A lot of that is based on the technology that we integrate. We’re a very integrated organization. We integrate with most of the major EMR products that are out there. Once you go through that effort you tend to be a long-term partner of that institution. And I would say a very large number, I don’t think we disclose the actual percentage of our growth is from same store sales throughout the country.

And we continue to sign up new customers, but I’m really most proud of the fact that we don’t lose existing customers and our existing customers come back to us with new ideas that they want to implement. we’re very often their go-to organization when they have those new ideas. We float around some concepts of accomplishing those tasks, we turn that into a proposal.

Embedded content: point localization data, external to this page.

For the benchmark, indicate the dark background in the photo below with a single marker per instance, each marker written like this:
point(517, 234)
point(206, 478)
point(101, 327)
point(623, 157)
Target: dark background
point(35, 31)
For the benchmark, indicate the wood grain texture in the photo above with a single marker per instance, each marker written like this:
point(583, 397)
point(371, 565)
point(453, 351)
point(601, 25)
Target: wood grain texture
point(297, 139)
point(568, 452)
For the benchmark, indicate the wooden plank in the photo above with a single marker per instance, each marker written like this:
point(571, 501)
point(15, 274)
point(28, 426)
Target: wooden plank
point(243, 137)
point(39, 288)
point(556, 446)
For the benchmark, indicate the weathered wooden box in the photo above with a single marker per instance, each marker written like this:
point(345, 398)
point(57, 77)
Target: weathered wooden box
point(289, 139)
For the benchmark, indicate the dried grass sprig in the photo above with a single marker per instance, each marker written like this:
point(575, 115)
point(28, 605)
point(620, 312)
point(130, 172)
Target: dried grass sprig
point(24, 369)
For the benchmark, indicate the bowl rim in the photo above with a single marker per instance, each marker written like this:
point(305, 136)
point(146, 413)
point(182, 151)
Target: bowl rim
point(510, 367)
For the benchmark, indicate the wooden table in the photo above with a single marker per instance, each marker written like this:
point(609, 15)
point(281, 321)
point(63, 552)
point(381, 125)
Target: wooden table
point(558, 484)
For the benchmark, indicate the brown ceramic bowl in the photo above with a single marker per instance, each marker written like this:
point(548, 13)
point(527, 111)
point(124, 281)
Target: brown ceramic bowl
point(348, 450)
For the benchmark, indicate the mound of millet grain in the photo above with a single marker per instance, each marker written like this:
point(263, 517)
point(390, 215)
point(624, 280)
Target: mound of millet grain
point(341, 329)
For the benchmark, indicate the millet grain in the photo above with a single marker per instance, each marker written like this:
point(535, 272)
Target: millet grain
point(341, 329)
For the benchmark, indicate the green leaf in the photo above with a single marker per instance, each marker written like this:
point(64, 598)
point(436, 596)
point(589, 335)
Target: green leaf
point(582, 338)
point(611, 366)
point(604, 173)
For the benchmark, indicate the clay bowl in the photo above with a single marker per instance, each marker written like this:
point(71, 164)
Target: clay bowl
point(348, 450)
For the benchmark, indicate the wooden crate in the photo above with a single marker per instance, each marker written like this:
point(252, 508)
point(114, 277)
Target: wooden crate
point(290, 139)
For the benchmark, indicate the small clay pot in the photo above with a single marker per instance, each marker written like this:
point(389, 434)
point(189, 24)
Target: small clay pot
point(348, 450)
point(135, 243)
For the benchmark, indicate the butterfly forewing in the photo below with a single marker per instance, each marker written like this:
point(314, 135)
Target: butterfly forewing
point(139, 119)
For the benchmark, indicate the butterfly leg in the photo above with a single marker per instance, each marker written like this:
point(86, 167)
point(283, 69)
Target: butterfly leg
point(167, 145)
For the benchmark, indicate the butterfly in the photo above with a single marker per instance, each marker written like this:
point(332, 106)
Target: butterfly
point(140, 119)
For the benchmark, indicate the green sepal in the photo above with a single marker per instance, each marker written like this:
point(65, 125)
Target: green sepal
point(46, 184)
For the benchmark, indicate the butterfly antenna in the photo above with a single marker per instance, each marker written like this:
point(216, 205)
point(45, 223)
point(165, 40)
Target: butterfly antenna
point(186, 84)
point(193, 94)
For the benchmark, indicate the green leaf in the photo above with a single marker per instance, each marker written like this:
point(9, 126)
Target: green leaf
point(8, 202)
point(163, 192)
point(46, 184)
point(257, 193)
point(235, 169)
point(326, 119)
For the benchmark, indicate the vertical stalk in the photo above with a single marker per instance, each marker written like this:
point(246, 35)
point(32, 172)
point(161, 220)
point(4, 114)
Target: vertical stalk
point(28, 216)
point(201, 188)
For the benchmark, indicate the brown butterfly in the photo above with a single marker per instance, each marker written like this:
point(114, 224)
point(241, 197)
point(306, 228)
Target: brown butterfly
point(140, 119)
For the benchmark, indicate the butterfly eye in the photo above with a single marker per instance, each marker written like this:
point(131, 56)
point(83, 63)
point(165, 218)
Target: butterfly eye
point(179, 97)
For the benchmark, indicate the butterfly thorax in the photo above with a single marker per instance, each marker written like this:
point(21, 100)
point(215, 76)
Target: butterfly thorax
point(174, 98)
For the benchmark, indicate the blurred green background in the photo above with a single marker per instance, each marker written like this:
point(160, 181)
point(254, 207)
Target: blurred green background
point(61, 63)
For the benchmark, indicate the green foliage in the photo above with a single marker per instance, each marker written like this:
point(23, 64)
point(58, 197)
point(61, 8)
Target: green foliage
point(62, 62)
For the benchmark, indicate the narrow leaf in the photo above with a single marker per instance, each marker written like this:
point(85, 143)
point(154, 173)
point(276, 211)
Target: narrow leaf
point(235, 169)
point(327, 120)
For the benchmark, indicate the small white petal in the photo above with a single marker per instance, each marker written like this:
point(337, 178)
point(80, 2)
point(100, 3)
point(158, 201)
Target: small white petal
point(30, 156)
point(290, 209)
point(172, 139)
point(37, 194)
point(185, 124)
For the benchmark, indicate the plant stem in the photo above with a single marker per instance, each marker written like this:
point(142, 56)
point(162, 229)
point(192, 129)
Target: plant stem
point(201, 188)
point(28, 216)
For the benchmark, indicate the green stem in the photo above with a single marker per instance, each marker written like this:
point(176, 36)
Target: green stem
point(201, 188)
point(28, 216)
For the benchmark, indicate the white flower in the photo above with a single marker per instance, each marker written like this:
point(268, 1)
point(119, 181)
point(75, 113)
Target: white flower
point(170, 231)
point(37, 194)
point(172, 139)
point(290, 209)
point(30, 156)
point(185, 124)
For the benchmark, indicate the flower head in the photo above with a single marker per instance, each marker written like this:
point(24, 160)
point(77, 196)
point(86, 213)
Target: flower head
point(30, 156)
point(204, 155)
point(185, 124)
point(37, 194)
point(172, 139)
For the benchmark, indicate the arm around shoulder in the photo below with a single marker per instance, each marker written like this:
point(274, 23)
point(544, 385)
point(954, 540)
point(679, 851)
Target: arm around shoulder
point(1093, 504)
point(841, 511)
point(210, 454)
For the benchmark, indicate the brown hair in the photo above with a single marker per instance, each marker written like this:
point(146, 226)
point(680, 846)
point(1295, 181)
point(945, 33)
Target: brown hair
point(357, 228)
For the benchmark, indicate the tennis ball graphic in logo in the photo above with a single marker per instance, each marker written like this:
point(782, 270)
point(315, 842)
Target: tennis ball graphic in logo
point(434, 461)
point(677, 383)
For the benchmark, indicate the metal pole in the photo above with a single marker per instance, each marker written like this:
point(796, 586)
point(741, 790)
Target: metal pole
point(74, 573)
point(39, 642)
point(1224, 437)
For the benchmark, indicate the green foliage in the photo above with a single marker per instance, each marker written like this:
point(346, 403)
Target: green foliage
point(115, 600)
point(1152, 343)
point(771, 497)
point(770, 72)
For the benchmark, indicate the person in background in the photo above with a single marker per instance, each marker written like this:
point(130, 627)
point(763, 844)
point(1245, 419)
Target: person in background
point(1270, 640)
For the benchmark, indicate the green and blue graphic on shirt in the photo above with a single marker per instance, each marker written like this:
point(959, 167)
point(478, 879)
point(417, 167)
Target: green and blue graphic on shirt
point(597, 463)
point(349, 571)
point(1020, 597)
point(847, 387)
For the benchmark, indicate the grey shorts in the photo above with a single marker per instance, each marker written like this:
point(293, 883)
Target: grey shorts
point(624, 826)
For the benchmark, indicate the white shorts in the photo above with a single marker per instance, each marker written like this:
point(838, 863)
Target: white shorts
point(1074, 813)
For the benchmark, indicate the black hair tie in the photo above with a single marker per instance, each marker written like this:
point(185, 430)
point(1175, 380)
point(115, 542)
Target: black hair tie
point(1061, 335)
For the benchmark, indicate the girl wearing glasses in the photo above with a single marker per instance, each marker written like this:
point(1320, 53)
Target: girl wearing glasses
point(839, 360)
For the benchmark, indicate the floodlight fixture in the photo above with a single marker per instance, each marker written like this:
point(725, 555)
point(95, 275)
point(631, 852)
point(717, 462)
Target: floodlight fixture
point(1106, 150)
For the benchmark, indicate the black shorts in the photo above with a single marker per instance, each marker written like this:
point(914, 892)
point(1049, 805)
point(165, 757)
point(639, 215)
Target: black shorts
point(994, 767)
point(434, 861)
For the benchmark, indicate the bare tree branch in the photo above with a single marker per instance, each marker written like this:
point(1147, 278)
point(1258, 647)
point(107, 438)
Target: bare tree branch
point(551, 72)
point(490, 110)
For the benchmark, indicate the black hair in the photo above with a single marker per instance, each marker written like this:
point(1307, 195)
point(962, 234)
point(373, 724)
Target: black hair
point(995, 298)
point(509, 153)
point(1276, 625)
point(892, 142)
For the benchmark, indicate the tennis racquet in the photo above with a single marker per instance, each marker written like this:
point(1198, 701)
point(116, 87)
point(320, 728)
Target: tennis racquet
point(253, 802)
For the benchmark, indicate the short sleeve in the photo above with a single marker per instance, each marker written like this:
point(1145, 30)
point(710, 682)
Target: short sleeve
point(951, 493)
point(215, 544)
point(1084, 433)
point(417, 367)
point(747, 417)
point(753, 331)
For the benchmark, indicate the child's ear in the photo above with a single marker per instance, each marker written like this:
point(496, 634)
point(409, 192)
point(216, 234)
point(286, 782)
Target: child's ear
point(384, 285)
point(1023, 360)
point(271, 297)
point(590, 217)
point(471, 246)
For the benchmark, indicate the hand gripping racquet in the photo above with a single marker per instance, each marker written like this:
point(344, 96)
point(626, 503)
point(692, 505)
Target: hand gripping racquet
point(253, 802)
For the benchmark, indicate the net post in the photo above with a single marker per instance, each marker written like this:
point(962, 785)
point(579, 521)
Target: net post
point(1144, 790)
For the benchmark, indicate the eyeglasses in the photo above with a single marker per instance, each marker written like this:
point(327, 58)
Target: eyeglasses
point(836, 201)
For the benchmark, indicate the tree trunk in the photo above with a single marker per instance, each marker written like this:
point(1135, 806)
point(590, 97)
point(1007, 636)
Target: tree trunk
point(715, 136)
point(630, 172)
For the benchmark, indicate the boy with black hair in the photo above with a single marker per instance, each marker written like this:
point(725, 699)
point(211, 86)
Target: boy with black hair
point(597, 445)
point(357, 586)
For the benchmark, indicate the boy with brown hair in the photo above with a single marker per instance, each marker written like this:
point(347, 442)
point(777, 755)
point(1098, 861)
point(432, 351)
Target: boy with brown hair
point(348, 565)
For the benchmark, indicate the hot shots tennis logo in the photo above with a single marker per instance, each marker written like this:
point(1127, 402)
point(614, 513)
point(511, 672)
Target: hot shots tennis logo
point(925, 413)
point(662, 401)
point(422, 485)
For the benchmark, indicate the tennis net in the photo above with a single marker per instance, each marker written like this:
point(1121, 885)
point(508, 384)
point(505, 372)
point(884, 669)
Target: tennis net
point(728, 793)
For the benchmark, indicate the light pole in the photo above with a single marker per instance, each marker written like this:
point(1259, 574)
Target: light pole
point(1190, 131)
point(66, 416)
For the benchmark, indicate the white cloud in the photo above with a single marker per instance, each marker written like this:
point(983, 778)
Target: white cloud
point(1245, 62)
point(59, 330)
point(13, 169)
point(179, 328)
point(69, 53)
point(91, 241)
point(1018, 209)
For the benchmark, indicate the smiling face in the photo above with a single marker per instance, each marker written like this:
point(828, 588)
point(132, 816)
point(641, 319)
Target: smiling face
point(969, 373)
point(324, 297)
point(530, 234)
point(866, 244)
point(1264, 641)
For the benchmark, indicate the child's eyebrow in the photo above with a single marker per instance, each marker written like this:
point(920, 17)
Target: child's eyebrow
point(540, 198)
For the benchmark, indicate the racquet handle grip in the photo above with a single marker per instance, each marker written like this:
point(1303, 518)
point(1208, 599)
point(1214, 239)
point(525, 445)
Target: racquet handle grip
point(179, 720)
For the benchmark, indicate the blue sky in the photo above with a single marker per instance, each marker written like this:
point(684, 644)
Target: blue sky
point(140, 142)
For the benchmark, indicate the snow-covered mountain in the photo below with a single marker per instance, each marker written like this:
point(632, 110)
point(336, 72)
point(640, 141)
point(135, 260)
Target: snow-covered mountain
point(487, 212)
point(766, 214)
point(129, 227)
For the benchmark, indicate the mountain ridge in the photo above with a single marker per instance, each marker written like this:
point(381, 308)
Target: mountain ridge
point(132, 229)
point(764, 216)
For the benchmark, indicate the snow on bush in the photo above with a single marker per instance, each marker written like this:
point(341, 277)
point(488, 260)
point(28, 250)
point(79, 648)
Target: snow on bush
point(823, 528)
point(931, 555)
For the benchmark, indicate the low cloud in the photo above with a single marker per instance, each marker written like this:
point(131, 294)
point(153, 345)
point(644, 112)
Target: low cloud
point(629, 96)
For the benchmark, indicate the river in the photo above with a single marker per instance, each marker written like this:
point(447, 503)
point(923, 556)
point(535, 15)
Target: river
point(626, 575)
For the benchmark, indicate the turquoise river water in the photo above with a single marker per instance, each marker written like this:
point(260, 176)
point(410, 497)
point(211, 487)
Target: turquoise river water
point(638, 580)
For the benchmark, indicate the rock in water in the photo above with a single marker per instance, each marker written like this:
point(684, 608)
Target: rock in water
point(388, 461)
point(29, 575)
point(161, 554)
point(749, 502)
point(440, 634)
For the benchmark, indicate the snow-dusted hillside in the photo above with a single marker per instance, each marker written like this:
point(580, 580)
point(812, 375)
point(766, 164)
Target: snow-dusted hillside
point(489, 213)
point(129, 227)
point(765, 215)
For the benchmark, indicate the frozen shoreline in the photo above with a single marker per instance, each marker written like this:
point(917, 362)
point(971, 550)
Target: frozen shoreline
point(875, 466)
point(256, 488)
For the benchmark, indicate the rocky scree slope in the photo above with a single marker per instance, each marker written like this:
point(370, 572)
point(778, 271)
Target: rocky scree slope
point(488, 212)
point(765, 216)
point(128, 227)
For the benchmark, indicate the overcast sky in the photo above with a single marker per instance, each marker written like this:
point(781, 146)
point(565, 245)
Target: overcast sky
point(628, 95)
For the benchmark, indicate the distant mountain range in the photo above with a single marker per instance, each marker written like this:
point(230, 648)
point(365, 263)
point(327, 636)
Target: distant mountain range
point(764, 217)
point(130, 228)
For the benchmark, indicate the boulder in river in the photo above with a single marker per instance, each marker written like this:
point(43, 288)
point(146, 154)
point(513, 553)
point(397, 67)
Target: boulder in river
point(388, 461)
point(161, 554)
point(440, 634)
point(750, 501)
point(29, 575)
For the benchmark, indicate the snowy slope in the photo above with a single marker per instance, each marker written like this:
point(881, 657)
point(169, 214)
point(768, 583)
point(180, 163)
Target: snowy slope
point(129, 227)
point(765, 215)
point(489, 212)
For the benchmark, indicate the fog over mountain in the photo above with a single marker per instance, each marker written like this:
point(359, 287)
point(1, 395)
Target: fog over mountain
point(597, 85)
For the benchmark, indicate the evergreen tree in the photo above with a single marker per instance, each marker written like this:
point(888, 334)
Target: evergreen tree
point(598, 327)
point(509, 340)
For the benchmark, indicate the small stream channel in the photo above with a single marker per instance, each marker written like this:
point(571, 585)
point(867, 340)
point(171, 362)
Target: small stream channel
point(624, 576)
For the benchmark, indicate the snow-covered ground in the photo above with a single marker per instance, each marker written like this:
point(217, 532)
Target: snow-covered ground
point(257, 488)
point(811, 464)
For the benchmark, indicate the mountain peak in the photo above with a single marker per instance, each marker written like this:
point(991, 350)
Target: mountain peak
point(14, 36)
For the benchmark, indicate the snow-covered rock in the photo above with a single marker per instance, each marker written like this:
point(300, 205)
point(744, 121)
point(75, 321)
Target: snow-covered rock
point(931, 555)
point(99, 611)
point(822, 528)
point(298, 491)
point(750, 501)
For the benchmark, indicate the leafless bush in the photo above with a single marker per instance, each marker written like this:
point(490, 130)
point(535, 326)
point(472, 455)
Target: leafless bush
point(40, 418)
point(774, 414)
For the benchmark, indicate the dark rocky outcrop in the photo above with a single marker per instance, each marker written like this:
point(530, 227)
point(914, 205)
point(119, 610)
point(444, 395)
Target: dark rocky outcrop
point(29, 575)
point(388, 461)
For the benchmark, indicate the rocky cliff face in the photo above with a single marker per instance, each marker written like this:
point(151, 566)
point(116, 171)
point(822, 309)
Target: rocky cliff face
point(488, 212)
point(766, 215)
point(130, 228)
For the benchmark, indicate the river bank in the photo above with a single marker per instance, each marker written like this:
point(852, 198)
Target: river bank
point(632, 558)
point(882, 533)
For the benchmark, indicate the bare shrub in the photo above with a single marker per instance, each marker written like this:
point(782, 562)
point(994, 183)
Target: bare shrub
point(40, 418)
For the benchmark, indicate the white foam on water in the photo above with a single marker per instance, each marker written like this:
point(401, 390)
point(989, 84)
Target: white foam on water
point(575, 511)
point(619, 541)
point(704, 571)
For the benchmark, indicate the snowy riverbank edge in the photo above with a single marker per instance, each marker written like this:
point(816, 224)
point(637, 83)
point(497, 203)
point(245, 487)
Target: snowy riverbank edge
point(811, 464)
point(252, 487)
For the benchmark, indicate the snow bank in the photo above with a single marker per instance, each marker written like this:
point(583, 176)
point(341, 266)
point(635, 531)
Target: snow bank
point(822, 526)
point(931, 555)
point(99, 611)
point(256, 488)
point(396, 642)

A lot of times in our business model, I think we do something unique that a lot of people don’t, which is that we’ll launch a program. And, as long as compliance signs off on it we won’t charge anything or we’ll just charge cost for 30 days, 60 days. So the customer can see the results and if they like the results, we’ll then engage into a more long term contract.

So we don’t do the, high pressure signed three, five year contract and take risk type of a sale. It’s a soft sale a try it, 30 days, 60 days, see if you like the results and if you like the results, let’s go ahead and then engage into a more longer relationship. But I would, once again, reiterate that the overwhelming majority of our growth has been through same store sales. But at the same time, ever since we be stock joined our organization from Google, we have been doing a great job getting new leads in through the door, responding to new RFPs, getting new contract signs as well.

Operator

This concludes the question and answer session. I would like to turn the conference back over to Mr. Stan Vashovsky for concluding remarks.

Stan Vashovsky

That is really it. I really want to thank everyone for joining this evening. I know it’s late. And has been truly an honor to work with so many of these wonderful analysts and, and, financial people from the financial community. I really do believe Daco is doing something wonderful. We’re doing it differently, and I think our results are speaking for themselves. I’ve always said judge us by our results not our PowerPoint.

And I hope one day we’ll get there and just want express my appreciation for everyone’s support. Thank you all for joining this evening and this will conclude this phone call. Thank you everybody.

Operator

This concludes today’s conference call. You may disconnect your lines. Thank you for participating and have a pleasant day.